David: I hope I haven’t come too late to this fascinating discussion–I’ve just come across your post and the resulting commentary. Among other things, you’ve stirred up a very useful debate about definitions (the “analytical box without a bottom,” as Martha Crenshaw said somewhere).
More important (from my perspective) is the fact that you’ve re-introduced (or for some of your readers, introduced) the WUO as a subject for fresh inquiry by students of political violence. As Adam Roberts and others have rightly complained, post-9/11 analysts of terrorism have stripped it of its history.
This problem is particularly acute in the United States, where salafist-jihadists (yes, I know the term is contested, but hey, I’ve run out of suitable alternatives!) are effectively the alpha and omega of terrorism. An obvious consequence is a failure to consider how earlier campaigns against armed groups (in the United States and Western Europe, in particular) could usefully inform current approaches to counterterrorism.

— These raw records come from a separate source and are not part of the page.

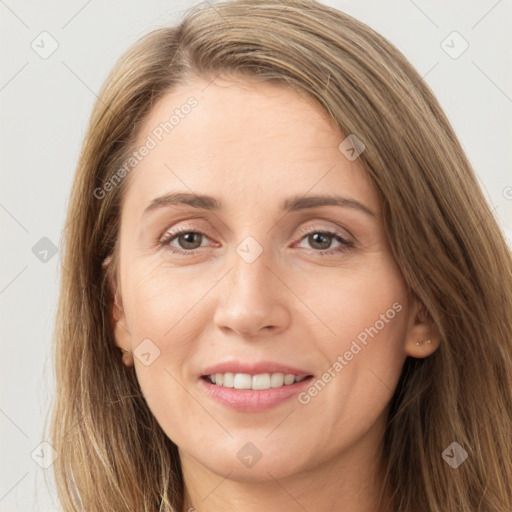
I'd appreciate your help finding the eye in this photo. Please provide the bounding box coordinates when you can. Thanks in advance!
[159,226,353,256]
[159,227,207,254]
[294,229,353,255]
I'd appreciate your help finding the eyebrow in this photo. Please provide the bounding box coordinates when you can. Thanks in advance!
[143,192,376,217]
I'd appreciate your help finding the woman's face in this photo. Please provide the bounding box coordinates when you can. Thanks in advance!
[110,78,432,481]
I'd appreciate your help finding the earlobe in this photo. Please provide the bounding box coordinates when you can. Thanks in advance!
[405,301,441,358]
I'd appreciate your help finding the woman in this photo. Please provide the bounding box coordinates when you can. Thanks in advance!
[47,0,512,512]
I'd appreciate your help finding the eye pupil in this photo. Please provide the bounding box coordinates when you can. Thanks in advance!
[309,233,331,249]
[179,231,201,249]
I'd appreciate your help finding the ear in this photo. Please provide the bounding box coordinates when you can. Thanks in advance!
[102,256,133,366]
[405,299,441,358]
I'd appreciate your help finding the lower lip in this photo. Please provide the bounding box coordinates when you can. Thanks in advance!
[199,377,313,412]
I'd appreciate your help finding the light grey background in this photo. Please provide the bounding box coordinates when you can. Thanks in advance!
[0,0,512,512]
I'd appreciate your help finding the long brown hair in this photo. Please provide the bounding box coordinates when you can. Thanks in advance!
[46,0,512,512]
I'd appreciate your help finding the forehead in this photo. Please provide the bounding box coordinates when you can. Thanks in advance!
[121,78,378,217]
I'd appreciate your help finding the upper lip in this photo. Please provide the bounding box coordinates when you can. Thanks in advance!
[201,361,312,377]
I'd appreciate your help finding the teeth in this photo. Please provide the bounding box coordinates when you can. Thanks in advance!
[208,373,306,390]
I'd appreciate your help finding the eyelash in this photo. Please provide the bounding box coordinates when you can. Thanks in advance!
[158,226,354,256]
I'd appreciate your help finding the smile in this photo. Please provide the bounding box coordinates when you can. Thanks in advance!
[206,373,306,391]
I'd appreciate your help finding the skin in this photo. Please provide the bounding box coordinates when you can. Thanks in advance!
[109,77,439,512]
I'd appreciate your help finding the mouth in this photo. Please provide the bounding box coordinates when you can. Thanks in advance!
[201,372,313,391]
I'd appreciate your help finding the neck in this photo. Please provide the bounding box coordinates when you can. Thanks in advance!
[180,412,392,512]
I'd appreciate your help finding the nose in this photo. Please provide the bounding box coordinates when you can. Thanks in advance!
[214,249,292,338]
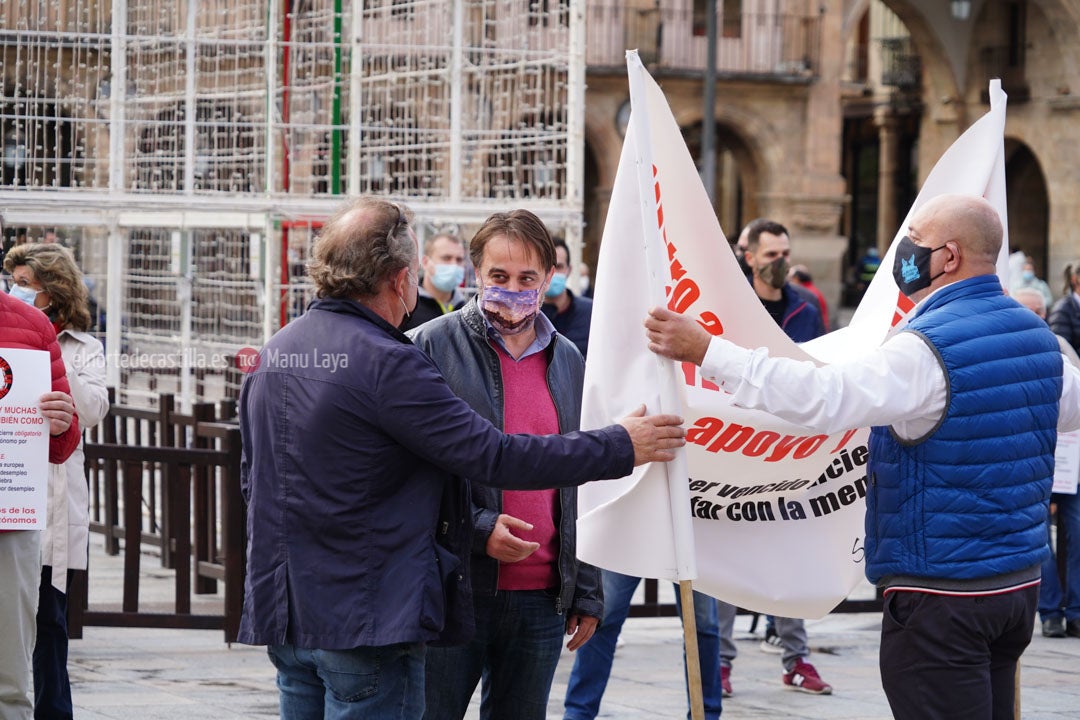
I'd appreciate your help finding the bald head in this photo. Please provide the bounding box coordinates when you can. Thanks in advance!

Self-radicalisation, ideology, propaganda, group dynamics, and the belief that there was “no other way out”—we’ve been here before, it seems to me. “Homegrown” violent extremism in the United States has hardly been confined to Muslim communities. (Additionally, in this single-minded, ahistorical focus on salafist-jihadists, we have managed to overlook “white nationalists” who have had a long violent presence on the American political landscape).

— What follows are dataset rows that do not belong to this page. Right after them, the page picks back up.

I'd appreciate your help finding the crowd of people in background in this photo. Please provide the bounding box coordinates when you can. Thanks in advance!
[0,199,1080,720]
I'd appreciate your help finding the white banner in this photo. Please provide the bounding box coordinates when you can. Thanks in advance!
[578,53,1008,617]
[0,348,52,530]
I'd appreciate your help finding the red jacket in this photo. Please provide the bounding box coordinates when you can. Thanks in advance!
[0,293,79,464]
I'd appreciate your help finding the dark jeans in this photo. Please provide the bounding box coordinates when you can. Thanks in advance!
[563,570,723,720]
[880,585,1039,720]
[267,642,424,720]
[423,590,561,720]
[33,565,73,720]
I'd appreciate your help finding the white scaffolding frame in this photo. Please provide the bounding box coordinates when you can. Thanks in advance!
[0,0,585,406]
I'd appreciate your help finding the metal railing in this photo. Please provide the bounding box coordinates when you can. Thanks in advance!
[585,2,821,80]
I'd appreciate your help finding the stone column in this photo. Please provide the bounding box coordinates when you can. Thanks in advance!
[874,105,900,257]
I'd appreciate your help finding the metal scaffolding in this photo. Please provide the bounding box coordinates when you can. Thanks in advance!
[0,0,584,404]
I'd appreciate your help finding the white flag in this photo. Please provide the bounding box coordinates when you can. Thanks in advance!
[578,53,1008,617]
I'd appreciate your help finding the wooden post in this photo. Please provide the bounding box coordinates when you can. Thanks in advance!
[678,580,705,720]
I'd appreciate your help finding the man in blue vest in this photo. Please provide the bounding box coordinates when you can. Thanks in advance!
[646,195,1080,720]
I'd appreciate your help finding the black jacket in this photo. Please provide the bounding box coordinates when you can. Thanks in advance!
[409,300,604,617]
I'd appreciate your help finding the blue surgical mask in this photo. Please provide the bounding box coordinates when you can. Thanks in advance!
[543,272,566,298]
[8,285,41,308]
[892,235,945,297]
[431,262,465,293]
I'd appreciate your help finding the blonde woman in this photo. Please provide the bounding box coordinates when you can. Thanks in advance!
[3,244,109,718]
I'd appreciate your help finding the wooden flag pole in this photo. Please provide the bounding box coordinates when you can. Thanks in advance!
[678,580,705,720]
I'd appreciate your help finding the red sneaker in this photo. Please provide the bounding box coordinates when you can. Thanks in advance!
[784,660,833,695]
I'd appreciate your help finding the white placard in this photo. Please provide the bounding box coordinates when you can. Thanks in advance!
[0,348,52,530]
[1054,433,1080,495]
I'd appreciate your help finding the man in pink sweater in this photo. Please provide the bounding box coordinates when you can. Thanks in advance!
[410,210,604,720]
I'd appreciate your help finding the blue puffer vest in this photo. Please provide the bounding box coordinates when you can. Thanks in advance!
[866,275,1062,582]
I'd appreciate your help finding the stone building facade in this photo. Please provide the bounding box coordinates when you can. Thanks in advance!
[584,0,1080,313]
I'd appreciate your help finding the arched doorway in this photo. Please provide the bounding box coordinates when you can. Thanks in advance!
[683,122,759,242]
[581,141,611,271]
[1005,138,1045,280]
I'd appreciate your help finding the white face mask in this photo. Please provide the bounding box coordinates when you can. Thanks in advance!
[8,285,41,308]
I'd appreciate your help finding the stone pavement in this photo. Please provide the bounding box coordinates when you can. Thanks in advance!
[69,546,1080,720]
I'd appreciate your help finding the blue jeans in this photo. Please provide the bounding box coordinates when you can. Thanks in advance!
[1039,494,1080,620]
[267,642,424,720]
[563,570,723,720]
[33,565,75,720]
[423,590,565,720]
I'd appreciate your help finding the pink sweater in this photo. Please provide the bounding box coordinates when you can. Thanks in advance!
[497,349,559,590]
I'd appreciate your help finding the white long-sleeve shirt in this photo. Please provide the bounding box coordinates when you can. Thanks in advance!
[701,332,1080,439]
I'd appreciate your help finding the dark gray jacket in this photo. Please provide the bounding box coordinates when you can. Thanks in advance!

Moreover, a deeper understanding of groups like WUO and their European counterparts (to include, in addition to RAF and Brigate Rosse, Marxisant “groupuscles” like Action directe) can contribute to the “new terrorism” debate, which has so far lacked the historical grounding required to make informed judgments about how truly “new” it is.

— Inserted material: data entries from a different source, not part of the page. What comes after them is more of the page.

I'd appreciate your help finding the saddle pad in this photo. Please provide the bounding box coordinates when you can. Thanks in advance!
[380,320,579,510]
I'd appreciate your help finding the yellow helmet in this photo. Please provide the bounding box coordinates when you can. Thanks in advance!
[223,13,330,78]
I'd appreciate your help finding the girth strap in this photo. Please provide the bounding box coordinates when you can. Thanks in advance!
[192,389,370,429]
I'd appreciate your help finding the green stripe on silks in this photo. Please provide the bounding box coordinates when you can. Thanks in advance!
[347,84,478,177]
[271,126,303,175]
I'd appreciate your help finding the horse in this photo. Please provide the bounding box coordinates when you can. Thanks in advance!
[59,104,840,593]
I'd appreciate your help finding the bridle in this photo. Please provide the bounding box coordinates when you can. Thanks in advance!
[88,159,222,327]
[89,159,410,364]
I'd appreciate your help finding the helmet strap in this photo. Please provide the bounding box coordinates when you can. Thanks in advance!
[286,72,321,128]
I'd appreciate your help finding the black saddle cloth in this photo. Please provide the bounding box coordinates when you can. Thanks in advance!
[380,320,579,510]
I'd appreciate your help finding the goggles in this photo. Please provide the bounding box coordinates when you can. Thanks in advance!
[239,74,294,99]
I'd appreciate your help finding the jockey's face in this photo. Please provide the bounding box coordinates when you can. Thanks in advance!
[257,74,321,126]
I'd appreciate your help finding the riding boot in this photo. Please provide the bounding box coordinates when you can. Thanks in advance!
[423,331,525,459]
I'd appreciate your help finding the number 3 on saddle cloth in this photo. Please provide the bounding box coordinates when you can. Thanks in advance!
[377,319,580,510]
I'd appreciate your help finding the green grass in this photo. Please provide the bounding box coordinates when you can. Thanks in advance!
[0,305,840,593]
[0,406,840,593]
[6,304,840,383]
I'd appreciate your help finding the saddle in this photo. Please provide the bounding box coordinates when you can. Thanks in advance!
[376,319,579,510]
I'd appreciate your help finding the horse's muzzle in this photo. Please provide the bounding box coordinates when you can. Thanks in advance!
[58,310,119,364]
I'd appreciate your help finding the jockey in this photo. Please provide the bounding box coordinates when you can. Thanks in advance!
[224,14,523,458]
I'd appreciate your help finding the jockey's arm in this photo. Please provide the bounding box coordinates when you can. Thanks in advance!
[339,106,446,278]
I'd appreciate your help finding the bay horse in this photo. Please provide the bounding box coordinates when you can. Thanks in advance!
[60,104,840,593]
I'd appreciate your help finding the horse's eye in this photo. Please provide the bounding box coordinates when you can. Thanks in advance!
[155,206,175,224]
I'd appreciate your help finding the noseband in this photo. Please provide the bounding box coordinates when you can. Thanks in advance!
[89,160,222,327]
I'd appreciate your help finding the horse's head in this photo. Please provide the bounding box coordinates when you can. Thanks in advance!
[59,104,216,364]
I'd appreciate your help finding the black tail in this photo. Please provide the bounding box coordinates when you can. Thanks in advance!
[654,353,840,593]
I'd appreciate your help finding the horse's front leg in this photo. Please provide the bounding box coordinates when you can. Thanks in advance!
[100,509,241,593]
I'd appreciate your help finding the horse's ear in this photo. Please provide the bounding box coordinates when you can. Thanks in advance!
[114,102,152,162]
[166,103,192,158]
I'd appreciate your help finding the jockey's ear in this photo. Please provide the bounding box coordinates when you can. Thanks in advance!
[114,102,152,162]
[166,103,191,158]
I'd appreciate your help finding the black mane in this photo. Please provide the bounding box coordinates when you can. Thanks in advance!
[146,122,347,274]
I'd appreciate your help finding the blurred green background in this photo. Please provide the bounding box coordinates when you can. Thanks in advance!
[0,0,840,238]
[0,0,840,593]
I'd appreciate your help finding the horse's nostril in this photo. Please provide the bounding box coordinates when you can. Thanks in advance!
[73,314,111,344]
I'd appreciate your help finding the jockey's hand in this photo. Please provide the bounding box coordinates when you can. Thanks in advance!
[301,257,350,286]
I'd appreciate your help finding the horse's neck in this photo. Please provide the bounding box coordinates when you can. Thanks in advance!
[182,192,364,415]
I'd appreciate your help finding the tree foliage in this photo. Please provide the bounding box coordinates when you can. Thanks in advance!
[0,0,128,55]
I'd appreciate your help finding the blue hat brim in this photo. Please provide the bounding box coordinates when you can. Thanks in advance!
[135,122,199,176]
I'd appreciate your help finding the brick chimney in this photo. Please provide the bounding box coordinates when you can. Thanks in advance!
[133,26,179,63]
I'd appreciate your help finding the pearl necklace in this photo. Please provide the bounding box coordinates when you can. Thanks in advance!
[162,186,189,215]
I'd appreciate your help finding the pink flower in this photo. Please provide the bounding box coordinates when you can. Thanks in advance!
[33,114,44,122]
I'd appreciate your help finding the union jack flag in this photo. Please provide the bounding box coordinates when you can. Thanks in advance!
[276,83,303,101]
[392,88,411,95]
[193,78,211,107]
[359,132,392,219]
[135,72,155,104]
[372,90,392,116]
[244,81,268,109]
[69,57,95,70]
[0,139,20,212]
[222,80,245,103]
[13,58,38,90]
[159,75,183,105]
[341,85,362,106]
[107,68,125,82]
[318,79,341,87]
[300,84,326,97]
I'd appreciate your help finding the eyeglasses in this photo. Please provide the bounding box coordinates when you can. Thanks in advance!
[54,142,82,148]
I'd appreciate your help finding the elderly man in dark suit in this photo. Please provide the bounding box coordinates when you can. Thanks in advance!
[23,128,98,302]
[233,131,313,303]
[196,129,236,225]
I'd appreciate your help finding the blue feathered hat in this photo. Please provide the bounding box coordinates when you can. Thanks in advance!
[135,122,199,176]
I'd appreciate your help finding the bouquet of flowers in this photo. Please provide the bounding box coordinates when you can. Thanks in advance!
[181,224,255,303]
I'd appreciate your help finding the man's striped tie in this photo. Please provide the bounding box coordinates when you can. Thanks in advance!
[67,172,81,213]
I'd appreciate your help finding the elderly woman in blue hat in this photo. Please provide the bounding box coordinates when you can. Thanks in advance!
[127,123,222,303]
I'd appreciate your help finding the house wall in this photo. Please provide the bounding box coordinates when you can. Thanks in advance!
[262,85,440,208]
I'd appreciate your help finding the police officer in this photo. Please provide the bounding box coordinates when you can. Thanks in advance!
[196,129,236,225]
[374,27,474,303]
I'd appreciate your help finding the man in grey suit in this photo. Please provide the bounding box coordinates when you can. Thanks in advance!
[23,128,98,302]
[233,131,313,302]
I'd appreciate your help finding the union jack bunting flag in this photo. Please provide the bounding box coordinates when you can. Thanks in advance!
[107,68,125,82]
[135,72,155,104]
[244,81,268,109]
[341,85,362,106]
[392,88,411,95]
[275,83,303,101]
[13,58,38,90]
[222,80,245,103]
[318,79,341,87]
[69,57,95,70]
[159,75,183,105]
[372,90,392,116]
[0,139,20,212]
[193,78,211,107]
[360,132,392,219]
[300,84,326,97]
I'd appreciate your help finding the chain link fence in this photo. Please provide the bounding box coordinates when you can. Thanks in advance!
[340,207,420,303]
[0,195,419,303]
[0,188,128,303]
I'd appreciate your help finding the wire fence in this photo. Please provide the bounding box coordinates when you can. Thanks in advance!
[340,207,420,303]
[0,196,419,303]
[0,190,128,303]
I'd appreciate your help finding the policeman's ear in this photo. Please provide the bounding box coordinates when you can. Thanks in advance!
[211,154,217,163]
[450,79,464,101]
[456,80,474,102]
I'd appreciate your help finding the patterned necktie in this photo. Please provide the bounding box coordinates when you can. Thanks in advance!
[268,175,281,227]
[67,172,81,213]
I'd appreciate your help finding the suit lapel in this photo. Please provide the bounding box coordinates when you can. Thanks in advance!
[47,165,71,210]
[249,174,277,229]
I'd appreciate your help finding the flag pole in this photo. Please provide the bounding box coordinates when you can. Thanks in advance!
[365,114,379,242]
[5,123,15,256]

Finally, for those who are interested in learning more about the WUO (and its violent offshoots), may I recommend Dan Berger’s Outlaws of America: The Weather Underground and the Politics of Solidarity (2005). Berger had access to many of the participants and is particularly good (if occasionally a bit elliptical) on WUO offshoots. Also, for a superb comparative study, see Jeremy Varon’s Bringing the War Home: The Weather Underground, the Red Army Faction, and Revolutionary Violence in the Sixties and Seventies (2004). The Amazon blurb puts it far better than I can: “Bringing the War Home is a fascinating account of why violence develops within social movements, how states can respond to radical dissent and forms of terror, how the rational and irrational can combine in political movements, and finally how moral outrage and militancy can play both constructive and destructive roles in efforts at social change.”
Bill – great to hear from you and to get your informed input on this topic. For me, the fascination grew out of the possibility of transposing the terms and concepts that have (re)emerged since 9/11 onto an earlier, American backdrop. As you say, there is more in common here than implied by this curious distinction of ‘old’ and ‘new’ terrorism. Bringing these two into closer proximity analytically, as you suggest, would bring up all sorts of lines of inquiry — perhaps something for a future blog post. In the meantime, thanks for weighing in!